Choisir un mélange antimicrobien pour un cosmétique est toujours très compliqué. Car entre les demandes de nos clients et ce qu’offrent les substances disponibles, il nous faut souvent jouer les acrobates …
Techniquement, un conservateur antimicrobien est une substance listée 1223/2009/CE annexe V [liste des agents conservateurs admis dans les produits cosmétiques]. Elle peut être naturelle* [SODIUM BENZOATE, POTASSIUM SORBATE, BENZYL ALCOHOL, METHYLPARABEN…] ou synthétique [2-BROMO-2-NITROPROPANE-1,3-DIOL, BENZALKONIUM CHLORIDE, IMIDAZOLIDINYL UREA, …]
* nous entendons ici par naturelle une substance également retrouvée dans le monde végétal : acide benzoïque du benjoin, acide sorbique du sorbier, alcool benzylique des huiles essentielles, parabènes des mûres, des fraises ou des produits de l’abeille …
Mais il existe également plusieurs substances qui ne sont pas listées dans cette annexe V du 1223/2009/CE – et qui dont, techniquement, ne sont pas des conservateurs – avec des propriétés anti-microbiennes : PHENYLETYL ALCOHOL, PHENYLPROPANOL, CAPRYLYL GLYCOL, USNEA BARBATA EXTRACT, … Les utiliser permet d’afficher « cosmétique sans conservateur », ce qui peut être un avantage mercatique *
* rappelons tout de même que le législateur émet dans le 655/2013/CE que « Les allégations relatives aux produits cosmétiques […] ne peuvent dénigrer […] des ingrédients utilisés de manière légale. »; autrement dit, il est permis d’informer [0% parabènes est une allégation qui permet au consommateur allergique à ces substances d’éviter ce cosmétique], mais pas de dénigrer [0% conservateur laisse tout de même sous-entendre que les conservateurs sont à éviter …]
Certains conservateurs, dûment listés annexe V du 1223/2009/CE sont acceptés par la plupart des labels bio. C’est le cas des SODIUM BENZOATE, POTASSIUM SORBATE, BENZYL ALCOHOL, DEHYDROACETIC ACID par exemple. Que leur origine soit naturelle ou non d’ailleurs.
Par contre, certains labels bio vont exiger des sources naturelles pour tous les ingrédients non conservateurs, aussi trouve-t-on du PHENYLETYL ALCOHOL obtenu par distillation d’huiles essentielles, par exemple de pandanus.
Mais les critères de choix s’étendent bien au-delà de de ce que la dichotomie entre listés et non listés, naturels et synthétiques pourrait laisser entendre …
Comme le but premier de ces substances est quand même de lutter contre les microbes, il faut qu’ils soient efficaces. Contre les bactéries, contre les champignons, contre les levures. Présents ou apportés au sein du cosmétique, mais aussi au-dessus, et dans la zone du pot non remplie. Le choix se fera donc aussi en fonction des associations à envisager pour couvrir l’ensemble des types de microbes différents. Ce qui passera évidemment par l’éviction de certains au profit d’autres.
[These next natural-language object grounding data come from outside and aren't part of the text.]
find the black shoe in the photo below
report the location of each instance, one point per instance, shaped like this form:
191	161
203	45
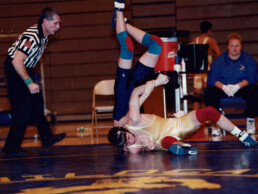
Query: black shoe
49	141
14	151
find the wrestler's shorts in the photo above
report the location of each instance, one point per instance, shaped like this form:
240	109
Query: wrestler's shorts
126	81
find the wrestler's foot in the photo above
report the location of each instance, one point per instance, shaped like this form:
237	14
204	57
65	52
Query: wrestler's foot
250	142
113	21
49	141
185	149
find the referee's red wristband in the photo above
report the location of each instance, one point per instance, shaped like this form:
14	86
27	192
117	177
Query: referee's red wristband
28	81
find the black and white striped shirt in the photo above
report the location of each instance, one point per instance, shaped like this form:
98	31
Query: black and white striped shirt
32	43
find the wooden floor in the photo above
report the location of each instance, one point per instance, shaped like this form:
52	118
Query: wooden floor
81	165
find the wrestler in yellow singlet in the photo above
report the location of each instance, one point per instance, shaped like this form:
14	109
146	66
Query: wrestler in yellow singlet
161	127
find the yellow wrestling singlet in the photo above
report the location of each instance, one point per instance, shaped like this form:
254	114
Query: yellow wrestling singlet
161	127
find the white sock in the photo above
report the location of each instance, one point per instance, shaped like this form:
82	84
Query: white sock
119	5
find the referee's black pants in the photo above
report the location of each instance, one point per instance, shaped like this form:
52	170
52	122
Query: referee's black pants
212	96
26	107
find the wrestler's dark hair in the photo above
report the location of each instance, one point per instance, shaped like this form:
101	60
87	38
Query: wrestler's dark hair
205	26
48	13
117	136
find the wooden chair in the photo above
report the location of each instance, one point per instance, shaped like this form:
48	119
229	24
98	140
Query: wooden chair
102	88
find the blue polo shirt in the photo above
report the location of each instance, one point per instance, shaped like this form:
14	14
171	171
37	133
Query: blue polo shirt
229	71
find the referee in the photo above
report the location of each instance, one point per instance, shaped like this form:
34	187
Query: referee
24	94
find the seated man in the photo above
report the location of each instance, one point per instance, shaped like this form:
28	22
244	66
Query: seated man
137	132
234	74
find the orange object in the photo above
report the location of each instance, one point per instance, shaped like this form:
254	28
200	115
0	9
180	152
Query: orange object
167	58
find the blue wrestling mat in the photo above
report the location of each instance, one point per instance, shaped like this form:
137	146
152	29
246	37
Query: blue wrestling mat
220	167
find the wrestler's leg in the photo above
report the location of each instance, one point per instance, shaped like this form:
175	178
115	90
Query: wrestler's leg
211	114
123	87
154	43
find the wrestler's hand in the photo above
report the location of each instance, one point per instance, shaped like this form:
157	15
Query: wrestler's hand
161	80
146	142
34	88
179	114
227	90
149	87
233	89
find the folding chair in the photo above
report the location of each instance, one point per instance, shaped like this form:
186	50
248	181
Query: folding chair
102	88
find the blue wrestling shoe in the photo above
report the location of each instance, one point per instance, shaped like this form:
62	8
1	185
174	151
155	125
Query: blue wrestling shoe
180	150
250	142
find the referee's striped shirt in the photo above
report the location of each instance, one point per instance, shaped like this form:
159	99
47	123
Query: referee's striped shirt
32	43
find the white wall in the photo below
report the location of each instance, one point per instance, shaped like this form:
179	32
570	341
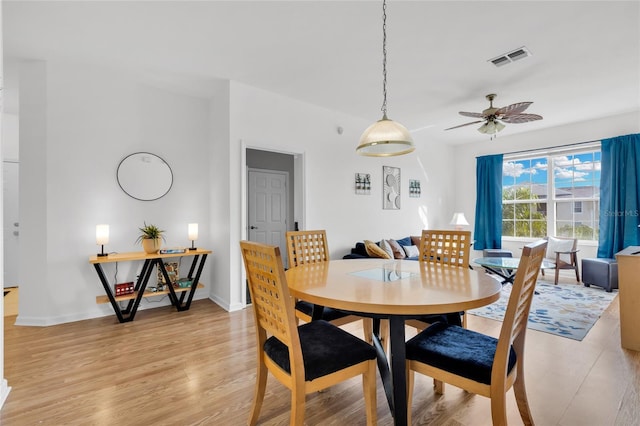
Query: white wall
260	119
77	122
575	133
4	387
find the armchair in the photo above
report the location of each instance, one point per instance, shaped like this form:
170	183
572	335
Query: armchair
563	252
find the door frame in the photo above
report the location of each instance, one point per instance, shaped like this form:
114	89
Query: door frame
299	210
287	201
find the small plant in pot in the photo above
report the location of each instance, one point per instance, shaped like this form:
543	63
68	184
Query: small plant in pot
151	238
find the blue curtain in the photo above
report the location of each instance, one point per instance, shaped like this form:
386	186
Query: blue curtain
619	194
488	220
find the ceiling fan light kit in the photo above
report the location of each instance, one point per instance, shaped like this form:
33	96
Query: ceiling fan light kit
494	118
385	138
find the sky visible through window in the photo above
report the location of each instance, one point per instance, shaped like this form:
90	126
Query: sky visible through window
577	170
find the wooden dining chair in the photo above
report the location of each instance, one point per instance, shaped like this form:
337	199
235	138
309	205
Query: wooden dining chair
563	253
311	247
479	363
444	247
306	358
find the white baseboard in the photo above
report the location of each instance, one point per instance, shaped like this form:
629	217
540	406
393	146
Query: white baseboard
4	392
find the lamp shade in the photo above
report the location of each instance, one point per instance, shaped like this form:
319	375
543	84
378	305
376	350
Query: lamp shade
102	234
385	138
491	127
458	220
193	231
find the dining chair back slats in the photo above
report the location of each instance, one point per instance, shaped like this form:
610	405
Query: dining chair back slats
305	359
445	247
271	301
307	247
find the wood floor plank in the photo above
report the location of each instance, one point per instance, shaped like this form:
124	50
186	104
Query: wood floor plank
198	368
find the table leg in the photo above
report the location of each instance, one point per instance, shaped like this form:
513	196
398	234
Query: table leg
398	369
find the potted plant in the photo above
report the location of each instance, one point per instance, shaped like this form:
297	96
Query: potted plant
151	238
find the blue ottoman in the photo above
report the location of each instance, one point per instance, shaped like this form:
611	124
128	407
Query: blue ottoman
602	272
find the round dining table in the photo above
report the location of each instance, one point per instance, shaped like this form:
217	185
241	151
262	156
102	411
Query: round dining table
396	290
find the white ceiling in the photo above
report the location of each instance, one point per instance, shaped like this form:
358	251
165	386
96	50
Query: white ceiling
585	62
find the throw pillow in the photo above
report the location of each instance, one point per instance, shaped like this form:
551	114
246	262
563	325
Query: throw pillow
406	241
398	252
412	251
384	245
374	251
558	244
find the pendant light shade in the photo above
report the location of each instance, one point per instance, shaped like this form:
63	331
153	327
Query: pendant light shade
385	138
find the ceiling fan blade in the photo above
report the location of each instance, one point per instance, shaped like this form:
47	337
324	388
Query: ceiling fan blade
467	124
472	114
521	118
512	109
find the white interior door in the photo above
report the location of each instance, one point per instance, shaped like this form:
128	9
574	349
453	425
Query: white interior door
267	208
11	223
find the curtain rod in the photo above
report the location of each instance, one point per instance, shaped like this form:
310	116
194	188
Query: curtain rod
550	148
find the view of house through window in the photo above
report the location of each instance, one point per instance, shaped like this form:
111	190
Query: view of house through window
555	194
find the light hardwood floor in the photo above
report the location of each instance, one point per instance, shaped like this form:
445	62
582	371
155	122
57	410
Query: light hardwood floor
197	367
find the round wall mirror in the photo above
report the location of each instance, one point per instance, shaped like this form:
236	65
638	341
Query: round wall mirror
144	176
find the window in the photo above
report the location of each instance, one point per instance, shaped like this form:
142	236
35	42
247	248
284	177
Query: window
552	194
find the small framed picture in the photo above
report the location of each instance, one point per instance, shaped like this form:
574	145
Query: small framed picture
390	188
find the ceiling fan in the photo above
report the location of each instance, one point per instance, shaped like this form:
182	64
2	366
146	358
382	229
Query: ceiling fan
494	118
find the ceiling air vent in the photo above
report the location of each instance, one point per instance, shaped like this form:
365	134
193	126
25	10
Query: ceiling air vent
509	57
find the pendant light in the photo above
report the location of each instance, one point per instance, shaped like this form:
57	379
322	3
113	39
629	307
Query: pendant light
385	138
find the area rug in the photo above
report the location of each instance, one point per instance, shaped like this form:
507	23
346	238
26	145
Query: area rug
567	310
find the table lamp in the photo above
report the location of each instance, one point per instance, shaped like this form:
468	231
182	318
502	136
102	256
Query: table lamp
459	221
102	238
193	234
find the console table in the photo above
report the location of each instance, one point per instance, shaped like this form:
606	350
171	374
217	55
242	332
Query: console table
176	295
629	296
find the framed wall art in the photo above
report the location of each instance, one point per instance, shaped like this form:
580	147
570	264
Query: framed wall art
390	188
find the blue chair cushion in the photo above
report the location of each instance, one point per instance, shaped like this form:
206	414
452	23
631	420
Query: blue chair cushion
457	350
325	350
328	314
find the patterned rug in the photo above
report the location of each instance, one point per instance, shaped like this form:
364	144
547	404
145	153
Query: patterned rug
567	310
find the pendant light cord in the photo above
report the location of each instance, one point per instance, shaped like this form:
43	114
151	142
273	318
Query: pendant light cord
384	60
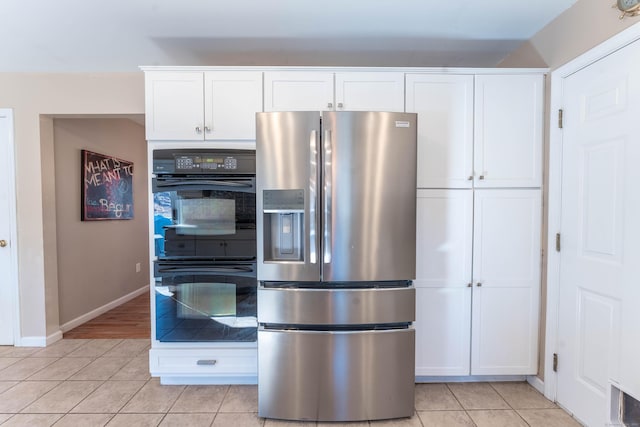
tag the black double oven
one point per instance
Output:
(205, 245)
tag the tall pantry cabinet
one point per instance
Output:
(479, 219)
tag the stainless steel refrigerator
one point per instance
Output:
(336, 206)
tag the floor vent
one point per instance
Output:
(625, 409)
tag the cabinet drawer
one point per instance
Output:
(203, 362)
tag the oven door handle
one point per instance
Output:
(186, 182)
(195, 270)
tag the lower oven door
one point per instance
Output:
(198, 303)
(336, 375)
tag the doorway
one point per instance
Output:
(599, 224)
(8, 239)
(101, 265)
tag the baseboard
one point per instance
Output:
(101, 310)
(536, 383)
(468, 378)
(56, 336)
(31, 342)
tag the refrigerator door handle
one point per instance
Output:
(313, 195)
(327, 195)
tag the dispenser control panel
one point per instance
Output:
(283, 200)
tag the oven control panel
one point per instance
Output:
(214, 161)
(187, 163)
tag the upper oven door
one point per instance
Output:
(205, 217)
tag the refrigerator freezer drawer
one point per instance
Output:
(336, 376)
(304, 306)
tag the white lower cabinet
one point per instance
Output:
(478, 258)
(231, 365)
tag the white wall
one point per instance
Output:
(33, 96)
(580, 28)
(583, 26)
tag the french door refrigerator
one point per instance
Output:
(336, 205)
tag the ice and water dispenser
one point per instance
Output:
(283, 212)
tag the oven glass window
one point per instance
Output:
(206, 308)
(204, 224)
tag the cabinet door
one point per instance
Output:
(443, 298)
(508, 130)
(506, 273)
(298, 91)
(231, 101)
(174, 108)
(444, 104)
(375, 91)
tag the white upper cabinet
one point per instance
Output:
(231, 102)
(375, 91)
(298, 91)
(506, 282)
(444, 104)
(197, 106)
(173, 105)
(508, 130)
(315, 91)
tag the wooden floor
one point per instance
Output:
(130, 320)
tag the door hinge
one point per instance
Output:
(560, 116)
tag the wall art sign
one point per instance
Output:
(107, 187)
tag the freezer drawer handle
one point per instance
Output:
(327, 196)
(206, 362)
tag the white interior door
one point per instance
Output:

Un autre aspect qui complique un peu plus le choix est celui de la toxicologie. Certes, raisonnablement, le législateur n’a pas autorisé des produits éminemment toxiques, mais certaines applications pourraient requérir une attention soutenue. Par exemple, si un cosmétique pour peaux intolérantes, irritables, sujettes à des dermatites atopiques est développé, il serait indiqué d’éviter le BENZYL ALCOHOL – il est connu comme allergisant – du moins dans des proportions importantes*.
* le BENZYL ALCOHOL est autorisé jusqu’à 1% [1223/2009/CE annexe V n°34] jusqu’à 1%; son pouvoir allergisant est faible, si pas inexistant, en usage sporadique mais l’usage chronique pourrait nettement dégrader ce score; il fut d’ailleurs « identifié par le SCCNFP [Scientific Committee on Cosmetic Products and Non-food Products] comme susceptible de susciter des réactions allergique » et sa présence dut être indiquée dans la liste des ingrédients dès 2003 [2003/15/CE].
Rajoutons-y certaines difficultés techniques – par exemple PHENYLETYL ALCOHOL qui une fâcheuse tendance à déstabiliser les émulsions, ou le PHENYLPROPANOL dont l’odeur est vraiment puissante – et il devient tout-à-fait évident que le choix d’un bon mélange anti-microbien est quelque chose de très complexe.